Is it wishful thinking that leads us to believe that the barrage of hostility directed at the water workers, who recently took action in defense of their pensions, had less effect than might have been anticipated and that the main reason for this had to do not with ideological attitudes to the public service, or the pensions issue, but with thousands of people feeling a fillip from the fact that somebody was standing up and fighting back?
The volume of support for campaigns against cuts in respite care, arts funding, teacher training and community health provision has, likewise, been unexpected and possibly of wider significance.
The response to Irish Congress of Trade Unions' announcement of action against the austerity measures contained in the Stormont House Agreement--irrespective of the position on flags, parades and the past--suggests something more substantial, more than a straw in the wind.
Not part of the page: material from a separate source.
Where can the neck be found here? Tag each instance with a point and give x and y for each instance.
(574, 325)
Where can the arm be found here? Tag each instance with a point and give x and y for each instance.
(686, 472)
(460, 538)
These developments, even taken together and considered in the light of the optimism radiating out from Athens, do not mean that a new party of the Left could easily be brought into being. But SYRIZA wasn't built easily either, but emerged painfully and imperfectly formed from a protracted process of realignments, splits, surges and retreats, and resumed advance before existing fragments of socialist groups meshed with the mass mobilization of the mainly young to create the movement that swept to electoral triumph last Sunday.
SYRIZA isn't a hard-Left party. It is a coalition, crisscrossed with contradiction. We have yet to see how much of its program it can deliver.
The resistance of the old guard and the oligarchs will be serious and, on past form, unscrupulous. We can expect intervention by outside interests to derail the new government. What the party has done, though, is give us a glimpse of what's possible.
If the series of rallies in defense of the public sector and against austerity planned by the unions for March 13 turn out to be as large as they have the potential to be, the north could be on the cusp of something new.
No need to fear the Greeks. They come bearing gifts.